Chaithra B.

Personal information
- Nationality: Indian
- Born: January 8, 2002 (age 24) Kuruburu, T. Narasipura taluk, Mysuru district, Karnataka, India
- Education: Studied at Kanakapura Degula Mutt School, Kuruburu
- Occupation: Kho kho player
- Years active: 2010s–present
- Parent(s): Basavanna (father) Nagarathna (mother)

Sport
- Country: India
- Sport: Kho kho
- Position: Defender
- Team: India women's national kho kho team
- Coached by: Manjunath

= Chaithra B. =

Indian kho kho player

Chaithra B. (born 8 January 2002) is an Indian kho kho player from Karnataka. She plays for the India women's national kho kho team as a defender. She was part of the Indian women’s team that won the inaugural Kho Kho World Cup held at New Delhi in January 2025.

== Early life and education ==
Chaithra is from Kuruburu village, T. Narasipura taluk, Mysuru district, Karnataka. She was the daughter of Basavanna and Nagarathna. She did her schooling at Kanakapura Degula Mutt school, Kuruburu. She learnt her basics from her first coach Manjunath in Kuruburu village.

== Career ==
Chaithra played a key role in the Indian women's team victory with a 'Dream Run' in both the semifinal and final of the first Kho Kho World Cup at New Delhi in January 2025. The Indian team defeated South Korea, IR Iran and Malaysia in the group stages, Bangladesh in quarterfinals and South Africa in semifinals. They defeated Nepal 78-40 in the final. She was awarded the 'Player of the Match' award in the final match for her 'dream run'.

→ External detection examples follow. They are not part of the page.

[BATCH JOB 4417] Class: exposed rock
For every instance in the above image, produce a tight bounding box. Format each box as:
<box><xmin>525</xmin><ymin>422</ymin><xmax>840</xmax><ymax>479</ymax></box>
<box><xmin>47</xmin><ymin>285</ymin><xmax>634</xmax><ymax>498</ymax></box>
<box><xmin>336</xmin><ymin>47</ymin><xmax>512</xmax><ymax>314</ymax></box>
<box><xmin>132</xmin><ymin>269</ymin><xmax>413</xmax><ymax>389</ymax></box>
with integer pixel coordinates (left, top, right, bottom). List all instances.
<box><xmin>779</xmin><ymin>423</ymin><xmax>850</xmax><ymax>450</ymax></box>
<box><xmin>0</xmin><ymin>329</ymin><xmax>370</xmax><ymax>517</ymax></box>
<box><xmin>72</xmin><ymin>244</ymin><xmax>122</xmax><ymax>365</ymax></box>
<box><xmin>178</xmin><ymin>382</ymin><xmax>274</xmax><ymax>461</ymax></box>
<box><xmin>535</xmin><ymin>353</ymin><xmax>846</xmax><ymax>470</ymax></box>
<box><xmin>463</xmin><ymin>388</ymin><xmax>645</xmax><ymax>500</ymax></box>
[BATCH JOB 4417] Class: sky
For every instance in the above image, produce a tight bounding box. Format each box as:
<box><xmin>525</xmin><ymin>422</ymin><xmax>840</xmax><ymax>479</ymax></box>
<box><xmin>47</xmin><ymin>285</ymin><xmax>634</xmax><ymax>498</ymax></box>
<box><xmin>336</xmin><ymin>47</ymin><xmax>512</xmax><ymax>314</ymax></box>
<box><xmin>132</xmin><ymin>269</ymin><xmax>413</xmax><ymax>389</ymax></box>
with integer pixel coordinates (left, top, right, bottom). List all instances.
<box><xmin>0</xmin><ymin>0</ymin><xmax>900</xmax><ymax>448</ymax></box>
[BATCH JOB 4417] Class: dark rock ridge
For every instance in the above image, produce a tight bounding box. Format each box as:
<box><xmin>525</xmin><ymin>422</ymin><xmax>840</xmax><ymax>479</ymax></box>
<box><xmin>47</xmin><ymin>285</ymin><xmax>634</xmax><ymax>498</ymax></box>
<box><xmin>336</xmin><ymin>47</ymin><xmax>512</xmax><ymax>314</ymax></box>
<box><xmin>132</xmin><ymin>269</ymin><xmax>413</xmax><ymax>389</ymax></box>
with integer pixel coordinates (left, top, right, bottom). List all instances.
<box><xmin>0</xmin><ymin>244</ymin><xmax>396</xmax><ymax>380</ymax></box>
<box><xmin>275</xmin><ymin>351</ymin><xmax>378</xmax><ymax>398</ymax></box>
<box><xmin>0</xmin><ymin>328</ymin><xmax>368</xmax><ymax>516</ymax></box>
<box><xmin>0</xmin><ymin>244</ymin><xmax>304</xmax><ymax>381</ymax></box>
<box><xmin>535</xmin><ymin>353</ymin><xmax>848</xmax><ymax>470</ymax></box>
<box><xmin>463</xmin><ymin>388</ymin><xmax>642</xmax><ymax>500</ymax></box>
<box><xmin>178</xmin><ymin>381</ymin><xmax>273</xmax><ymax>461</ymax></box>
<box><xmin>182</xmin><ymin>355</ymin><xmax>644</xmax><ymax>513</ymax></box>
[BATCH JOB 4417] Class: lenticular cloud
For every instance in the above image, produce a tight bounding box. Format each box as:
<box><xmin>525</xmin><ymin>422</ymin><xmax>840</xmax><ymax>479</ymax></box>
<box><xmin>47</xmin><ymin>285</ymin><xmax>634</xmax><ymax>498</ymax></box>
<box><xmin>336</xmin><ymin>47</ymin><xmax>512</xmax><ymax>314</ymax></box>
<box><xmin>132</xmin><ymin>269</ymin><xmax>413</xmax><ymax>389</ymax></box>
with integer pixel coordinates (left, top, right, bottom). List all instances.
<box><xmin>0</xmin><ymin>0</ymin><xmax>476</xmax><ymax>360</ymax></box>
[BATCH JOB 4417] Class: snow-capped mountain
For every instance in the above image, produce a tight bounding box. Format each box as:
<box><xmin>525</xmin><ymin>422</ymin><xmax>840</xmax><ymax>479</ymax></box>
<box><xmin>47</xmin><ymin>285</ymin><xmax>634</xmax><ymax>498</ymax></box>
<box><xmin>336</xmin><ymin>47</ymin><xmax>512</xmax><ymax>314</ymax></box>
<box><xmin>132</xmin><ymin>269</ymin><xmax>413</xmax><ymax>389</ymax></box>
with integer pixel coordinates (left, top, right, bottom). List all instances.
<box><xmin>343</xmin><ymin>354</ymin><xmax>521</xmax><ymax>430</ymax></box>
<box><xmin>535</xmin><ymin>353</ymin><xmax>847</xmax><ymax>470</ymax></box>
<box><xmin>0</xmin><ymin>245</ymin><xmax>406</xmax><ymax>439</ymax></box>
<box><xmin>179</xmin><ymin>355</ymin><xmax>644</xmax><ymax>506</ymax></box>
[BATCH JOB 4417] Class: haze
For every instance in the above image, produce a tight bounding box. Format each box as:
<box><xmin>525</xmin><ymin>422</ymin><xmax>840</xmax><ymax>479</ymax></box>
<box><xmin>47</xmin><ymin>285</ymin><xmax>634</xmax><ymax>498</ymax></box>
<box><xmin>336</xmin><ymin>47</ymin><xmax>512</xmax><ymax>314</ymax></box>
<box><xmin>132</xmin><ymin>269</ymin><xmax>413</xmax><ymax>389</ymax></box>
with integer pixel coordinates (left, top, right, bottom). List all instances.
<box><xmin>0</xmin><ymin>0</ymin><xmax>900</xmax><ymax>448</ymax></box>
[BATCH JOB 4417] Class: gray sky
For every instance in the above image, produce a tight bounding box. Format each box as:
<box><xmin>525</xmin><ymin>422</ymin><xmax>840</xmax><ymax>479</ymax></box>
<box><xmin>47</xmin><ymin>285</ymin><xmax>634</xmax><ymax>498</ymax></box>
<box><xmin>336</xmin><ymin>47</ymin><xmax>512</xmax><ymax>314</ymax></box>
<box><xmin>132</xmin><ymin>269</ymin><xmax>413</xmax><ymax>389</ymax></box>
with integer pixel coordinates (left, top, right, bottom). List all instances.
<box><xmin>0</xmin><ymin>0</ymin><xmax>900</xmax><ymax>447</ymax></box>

She was felicitated by Kanakapura Sri Degula Mutt Seer Channabasappa Swamiji on 25 January 2025 at Vidyadarshini Convent and High School premises, Kuruburu. On 7 February 2025, she was also felicitated by Mysuru Zilla Kreeda Mathu Samskruthika Vedike, in Mysuru where Kho kho player and Arjuna Awardee Shobha Narayan requested the state government to consider kho kho players for Ekalavya awards. The state government announced Rs.5 lakh cash award for Chaithra.